The term decentralized network often comes up when discussing blockchain and cryptocurrencies. However, many people still do not have a clear understanding of what decentralized network means, and how this differs from centralized and distributed networks. A decentralized network is a network configuration where there are multiple authorities serving as a centralized hub for participants. In the computing world, a decentralized network architecture distributes workloads among several machines instead of relying on a single central server. Each of these separate machines serves as a mini central unit that interacts independently with other nodes. As a result, even if one of the master nodes crashes or is compromised, the other servers can continue providing data access to users, and the overall network will continue to operate with limited or zero disruption.
How Does a Decentralized Network differ from a Distributed Network and Centralized Network?
A distributed network is similar to a decentralized network because there is no single centralized master server. However, distributed networks are made of equal, interconnected nodes. This means that data ownership and computational resources are shared evenly across the entire network, whereas this is not always the case in a decentralized network.
Unlike decentralized and distributed networks, a centralized network is built around a single, centralized server or master node. This single centralized server or master node handles all the data processing and stores data and user information that other users can access. From there, client nodes can be connected to the main server and submit data requests.
Centralized networks are currently the most widely used type of network on the web. These networks are dependent on a central network owner to connect all the other satellite users and devices — which means there is a single point of failure that can be deliberately exploited by malicious actors.
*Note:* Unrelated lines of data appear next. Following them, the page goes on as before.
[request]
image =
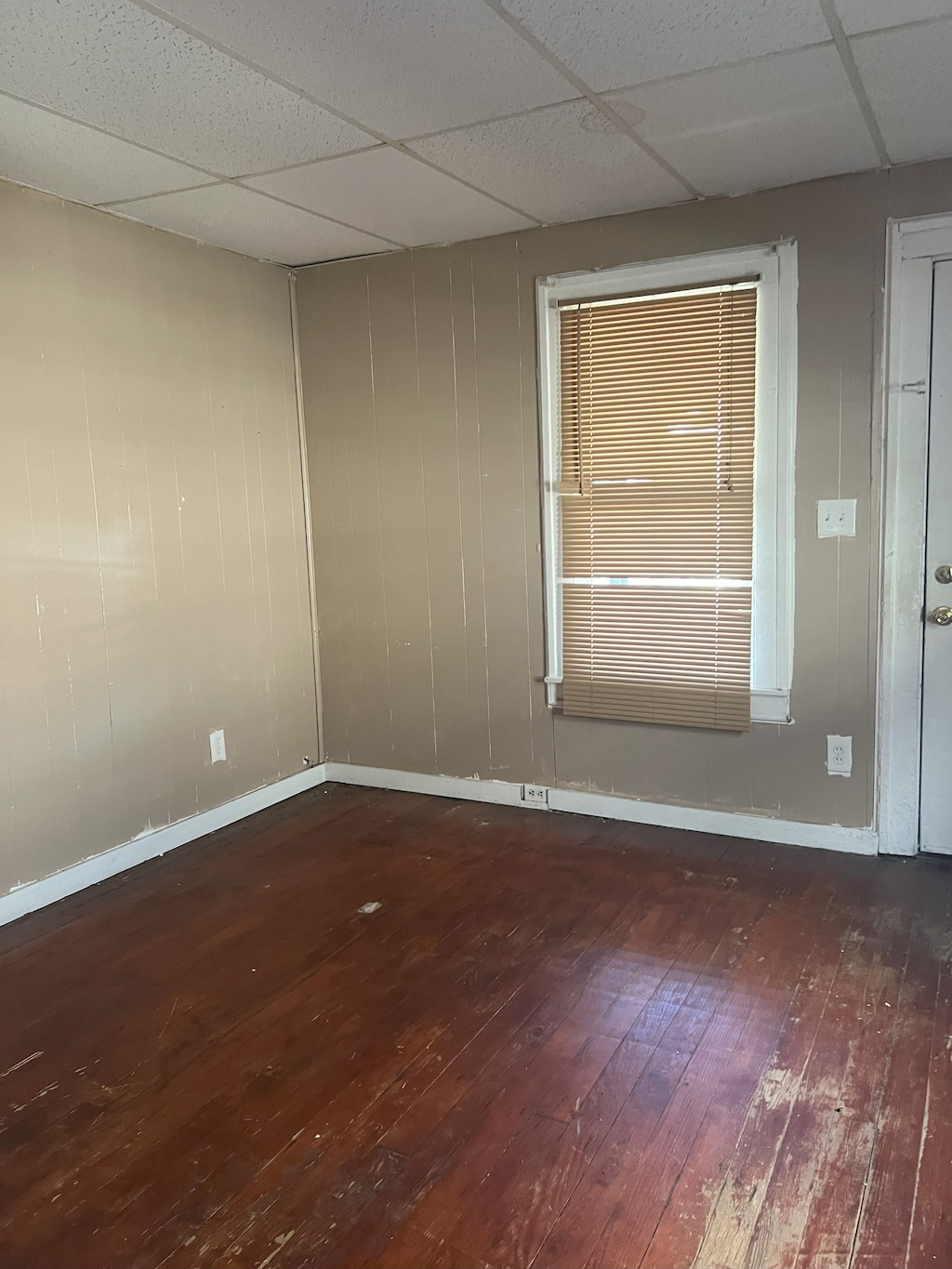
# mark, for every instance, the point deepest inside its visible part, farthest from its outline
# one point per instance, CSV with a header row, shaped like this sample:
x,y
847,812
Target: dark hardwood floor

The majority of web services – including online banking accounts and video streaming platforms – are coordinated by a centralized network owner, meaning that all data transactions within these networks require verification via a third-party authority.
Each of these network architecture types has its own pros and cons.
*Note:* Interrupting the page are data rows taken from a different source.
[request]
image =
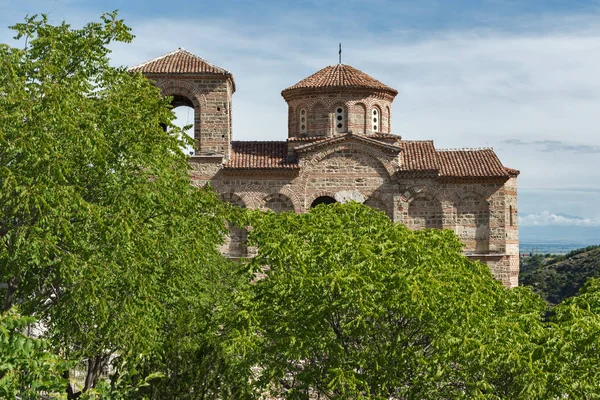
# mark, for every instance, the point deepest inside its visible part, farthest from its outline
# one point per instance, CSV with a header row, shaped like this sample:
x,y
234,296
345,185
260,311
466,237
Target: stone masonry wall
x,y
210,96
479,213
321,118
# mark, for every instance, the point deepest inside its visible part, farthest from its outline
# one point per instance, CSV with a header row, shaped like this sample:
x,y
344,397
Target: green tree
x,y
102,236
347,304
27,367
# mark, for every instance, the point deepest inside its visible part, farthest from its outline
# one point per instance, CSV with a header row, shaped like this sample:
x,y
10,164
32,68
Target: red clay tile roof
x,y
512,172
419,155
341,76
260,155
470,163
179,61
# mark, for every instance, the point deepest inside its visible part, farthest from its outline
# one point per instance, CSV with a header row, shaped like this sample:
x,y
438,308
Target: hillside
x,y
557,277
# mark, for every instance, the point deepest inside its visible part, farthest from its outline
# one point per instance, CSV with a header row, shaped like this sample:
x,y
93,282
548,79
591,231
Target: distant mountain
x,y
582,235
558,277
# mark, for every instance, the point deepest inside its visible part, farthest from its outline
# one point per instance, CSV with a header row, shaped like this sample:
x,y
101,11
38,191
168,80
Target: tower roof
x,y
180,61
341,76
Advantages of a Decentralized Network
System Reliability: A decentralized network is more reliable because there is no real single point of failure. Individual users’ machines do not rely on a single central server to handle all processes. Without a single point of failure, decentralized networks can continue to operate even if a master node is compromised or shut down.
Faster Performance: User requests are often completed faster when using a decentralized network because network administrators can create master nodes in regions where user activity is high, as opposed to routing connections over vast expanses to a single centralized server.
Increased Scalability: The scaling benefit comes from the fact that you can simply add more machines to the network to add more compute power.
Greater Privacy: A decentralized network architecture allows for greater privacy because information does not pass through a single point, but is disseminated across multiple different points. This makes it much more difficult to track data flow across a network. This also eliminates the risk of having a single target that malicious attacks can go after.
Disadvantages of a Decentralized Network
Increased Costs: On the downside, decentralized networks require more machines, which means more maintenance and potential issues, which can cause additional burden on IT resources. Decentralized networks also tend to be more costly to install, set up, and maintain because of the higher number of servers or computing nodes that are needed.
Higher Maintenance: Maintaining decentralized networks is usually more costly and labor-intensive because these networks are more fault-tolerant compared to centralized networks. Since a decentralized network relies on multiple devices to underpin the system, this places a commensurate burden on an organization’s IT resources. As a result, decentralized systems are often not suitable for organizations that only require a small system, since the cost-benefit ratio is not favorable under these circumstances.
Coordination Issues: Since master nodes within a decentralized network act independently and may not communicate with one another, larger organizations may run into coordination issues and have a difficult time directing and achieving collective tasks. While this is a deliberate feature of decentralized networks, it means that not all business models and organizational structures will necessarily benefit from using a decentralized network.
Decentralized networks are the way of the future. It carries numerous benefits ranging from increased system reliability and faster performance, to increased ability to scale and enhanced privacy. In the day and age where the ability to scale fast and have the flexibility over network usage are paramount to productivity and cost management, using a decentralized network architecture can save money in the long run without compromising efficiency. The greater privacy offered by decentralization also means reduced risk of cybersecurity threats.